Her ne kadar çaba harcansa da, durmadan Amerika-Türkiye ilişkilerine önem verilse de, ilişkileri dostane sürdürme niyeti hâsıl olsa da, Amerika’nın bölgesel politikalara bakış açısı, Türkiye’nin çıkarlarını tehdit etmektedir.
Evet, Amerika önemli güç ve bu güçle savaş gerekmez! En azından siyaset ilminin felsefesi, savaşmadan anlaşmanın yollarını zorlamakta. Türkiye, bu yolu durmadan zinde tutmakta. Hatta açık kapıları çeşitlendirmekte.
Bazıları ısrarla; sanki “Türkiye sadece Rusya hattı üzerinden hareket etmekte” yorumlarını devreye soksa da, görünen odur ki Türkiye sadece Rusya ve Amerika değil, farklı kapılar üzerinden çeşitliliği derinleştirmekte.

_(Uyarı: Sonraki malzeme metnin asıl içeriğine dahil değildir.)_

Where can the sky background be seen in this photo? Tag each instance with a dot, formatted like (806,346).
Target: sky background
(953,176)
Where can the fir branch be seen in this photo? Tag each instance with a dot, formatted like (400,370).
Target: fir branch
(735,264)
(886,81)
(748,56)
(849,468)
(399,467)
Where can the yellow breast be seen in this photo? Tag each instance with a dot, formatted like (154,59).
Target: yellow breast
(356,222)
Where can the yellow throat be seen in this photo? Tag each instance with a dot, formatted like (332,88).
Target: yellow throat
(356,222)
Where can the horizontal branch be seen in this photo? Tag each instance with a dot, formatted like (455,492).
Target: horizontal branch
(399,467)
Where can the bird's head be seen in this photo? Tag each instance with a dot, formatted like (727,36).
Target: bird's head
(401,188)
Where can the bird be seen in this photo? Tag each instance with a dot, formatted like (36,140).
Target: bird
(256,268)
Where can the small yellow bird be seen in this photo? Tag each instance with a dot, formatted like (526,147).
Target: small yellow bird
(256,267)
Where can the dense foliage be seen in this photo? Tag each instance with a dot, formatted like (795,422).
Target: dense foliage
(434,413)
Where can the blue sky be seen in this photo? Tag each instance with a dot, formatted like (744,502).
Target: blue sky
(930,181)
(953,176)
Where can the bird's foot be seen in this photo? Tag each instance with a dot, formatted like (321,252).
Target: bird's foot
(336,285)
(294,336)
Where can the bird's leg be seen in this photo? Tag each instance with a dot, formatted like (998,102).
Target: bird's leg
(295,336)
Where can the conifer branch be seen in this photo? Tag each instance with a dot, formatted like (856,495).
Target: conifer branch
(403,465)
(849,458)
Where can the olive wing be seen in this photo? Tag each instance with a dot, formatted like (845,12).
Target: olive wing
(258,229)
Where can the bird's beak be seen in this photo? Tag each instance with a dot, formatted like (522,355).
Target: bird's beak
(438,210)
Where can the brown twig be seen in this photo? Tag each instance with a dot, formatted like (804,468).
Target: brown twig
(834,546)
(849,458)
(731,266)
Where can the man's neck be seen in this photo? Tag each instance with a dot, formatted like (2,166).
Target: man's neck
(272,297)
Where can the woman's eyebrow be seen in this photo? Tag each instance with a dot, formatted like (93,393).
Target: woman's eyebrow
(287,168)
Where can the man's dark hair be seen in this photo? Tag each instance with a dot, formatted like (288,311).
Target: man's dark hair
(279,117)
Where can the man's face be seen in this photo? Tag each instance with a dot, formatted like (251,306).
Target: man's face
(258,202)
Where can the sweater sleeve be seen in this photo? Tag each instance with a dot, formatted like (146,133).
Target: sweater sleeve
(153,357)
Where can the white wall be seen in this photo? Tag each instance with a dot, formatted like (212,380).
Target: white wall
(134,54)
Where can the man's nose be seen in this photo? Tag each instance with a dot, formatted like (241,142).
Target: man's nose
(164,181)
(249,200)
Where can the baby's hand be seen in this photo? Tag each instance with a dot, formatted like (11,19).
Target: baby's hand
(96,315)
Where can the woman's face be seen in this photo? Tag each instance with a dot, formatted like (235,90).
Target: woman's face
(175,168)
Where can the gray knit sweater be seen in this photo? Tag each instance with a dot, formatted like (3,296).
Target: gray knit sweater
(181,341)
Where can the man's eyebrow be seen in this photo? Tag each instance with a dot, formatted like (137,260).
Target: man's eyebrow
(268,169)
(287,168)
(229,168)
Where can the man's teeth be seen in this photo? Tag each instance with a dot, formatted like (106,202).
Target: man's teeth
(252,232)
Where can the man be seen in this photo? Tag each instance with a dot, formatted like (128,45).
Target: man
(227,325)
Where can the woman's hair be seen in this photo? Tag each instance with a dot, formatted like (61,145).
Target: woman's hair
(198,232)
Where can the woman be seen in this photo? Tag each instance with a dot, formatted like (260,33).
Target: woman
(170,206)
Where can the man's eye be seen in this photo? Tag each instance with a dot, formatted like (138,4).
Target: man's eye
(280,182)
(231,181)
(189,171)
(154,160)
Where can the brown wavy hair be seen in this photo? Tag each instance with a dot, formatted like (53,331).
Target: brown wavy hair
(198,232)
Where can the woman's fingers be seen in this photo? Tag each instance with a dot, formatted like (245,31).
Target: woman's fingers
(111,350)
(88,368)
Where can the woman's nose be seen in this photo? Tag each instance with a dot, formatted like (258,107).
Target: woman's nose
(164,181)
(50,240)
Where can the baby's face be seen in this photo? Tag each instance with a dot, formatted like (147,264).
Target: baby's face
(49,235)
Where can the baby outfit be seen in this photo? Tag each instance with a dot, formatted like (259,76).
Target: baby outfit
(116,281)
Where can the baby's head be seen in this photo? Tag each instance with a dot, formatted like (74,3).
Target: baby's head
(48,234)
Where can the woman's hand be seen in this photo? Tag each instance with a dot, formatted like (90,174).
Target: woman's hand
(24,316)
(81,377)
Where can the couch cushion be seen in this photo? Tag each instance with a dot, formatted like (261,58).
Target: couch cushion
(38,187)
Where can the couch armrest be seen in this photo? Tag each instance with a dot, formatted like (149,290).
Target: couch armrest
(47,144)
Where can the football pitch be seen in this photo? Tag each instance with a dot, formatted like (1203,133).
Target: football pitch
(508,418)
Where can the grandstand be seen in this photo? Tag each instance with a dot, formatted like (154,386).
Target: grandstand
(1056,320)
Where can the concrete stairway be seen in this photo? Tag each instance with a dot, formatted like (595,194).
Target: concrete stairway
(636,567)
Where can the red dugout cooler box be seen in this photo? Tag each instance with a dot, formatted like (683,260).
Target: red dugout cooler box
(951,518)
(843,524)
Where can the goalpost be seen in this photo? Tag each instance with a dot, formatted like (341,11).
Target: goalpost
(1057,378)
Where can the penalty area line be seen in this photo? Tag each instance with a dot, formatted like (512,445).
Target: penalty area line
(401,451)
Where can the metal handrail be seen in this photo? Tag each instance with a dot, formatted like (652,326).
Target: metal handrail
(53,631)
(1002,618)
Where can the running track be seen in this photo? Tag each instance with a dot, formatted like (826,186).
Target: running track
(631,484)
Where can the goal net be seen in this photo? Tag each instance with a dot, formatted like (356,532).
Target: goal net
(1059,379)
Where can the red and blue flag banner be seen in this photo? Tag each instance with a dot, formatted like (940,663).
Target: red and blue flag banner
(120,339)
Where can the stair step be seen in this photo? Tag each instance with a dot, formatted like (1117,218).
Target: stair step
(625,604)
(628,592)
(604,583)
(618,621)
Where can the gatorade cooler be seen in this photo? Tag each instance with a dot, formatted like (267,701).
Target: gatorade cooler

Amma ve lakin Amerika’nın tüm çıkarları, sadece kendi bakış açısı üzerine inşa edildiği için, Türkiye’nin çıkarlarını yok sayarak planlamalar yapmakta. S-400 havadan savunma sistemine karşı duruşu ve halen ısrarla Türkiye’yi vazgeçirme gayreti, sınırları aşarak tehditvari yönteme savrulmakta. Buna “NATO sisteminde bulunan bir ülkenin, böyle bir tercihi kabul edilmez” gözüyle baksa da, burada nihai hedefin “Türkiye’nin hava sahasının dost bilinmeyen her unsura karşı koyacağını” öngörmesi “Amerika için neden sorundur” sorusu, önem arz ediyor. Evet, Amerika İsrail’le birlikte bu coğrafyada çeşitli havadan istihbari çalışmalar yapmakta. Evet, hatta yaptığı operasyonları ile dolaylı tehdit oluşturmakta. Türkiye’nin; S-400’lere ulaşması, nihayetinde bölgesel tüm operasyonlarında engellemeye kalkan Amerika-İsrail sistemine karşı, bloke etme imkânlarını da kazanmış olur. Evet, Amerika Rusya’nın ürettiği yeni nesil savunma sisteminin, Rusya ile birlikte genişlemesinden yana değil. Diğer taraftan da bu bölgede özellikle terörist unsurları hangi göreve verdi ki, bu S-400’ler o görevleri görüp bloklayabilecek? Sorular çok! Amerika’nın beyanındaki gerekçeler ile gerçek niyetindeki asıl nedenleri, artık kamufle edemiyor. Evet, sadece Rusya odaklı adımlar ve çıkarlar sistemi de, Türkiye açısından uygun değil. Lakin içinde bulunduğumuz şartlara baktığımızda ve Amerika’nın nihai hedeflerini göz önünde bulundursak, Türkiye’nin adımlarını biraz da Amerikan yöntemleri ve tarzı belirlemekte olduğunu da söylemeden geçemeyiz. Dolayısıyla Amerika kabadayı rolünü terk etmeden, dikteci bir nevi diktatöryel rejimlerin mantalitesi gibi dayatma ve yok sayma bakış açısını bırakmadan, Türkiye’nin hatta ileride Almanya ve Fransa dâhil Avrupa ülkelerinden de farklı yöntemlere başvuruş göreceğiz. Evet, sadece tek kanallı yol tercihi, içinde bulunduğumuz çağın şartlarına göre değildir! Çeşitlilik ve farklı kanallar bulma yeteneği de devreye girmekte. Türkiye’nin S-400 sahibi olmasına bu kadar çıldıran Amerika’nın, yeni üslup ve gelişen yöntemlere, siyaset ilmi üzerinden yetişemediği de bir gerçek. Bağırtısının biraz da nedeni budur! Yeni söz ve fikir üretemeyen Amerika gerçeği! Bu kadar sinirlenmesine neden olan şeyin veya neden olan gelişmelerin, Amerikan çıkarlarına neden ters olduğunu, sadece NATO sistemi içerisinde değerlendirmiyoruz! Çünkü mesele, sistemlerin çatışması bahanesi değil! Mesele, “yeni istila döneminde S-400’leri önünde engel olarak görme” meselesidir.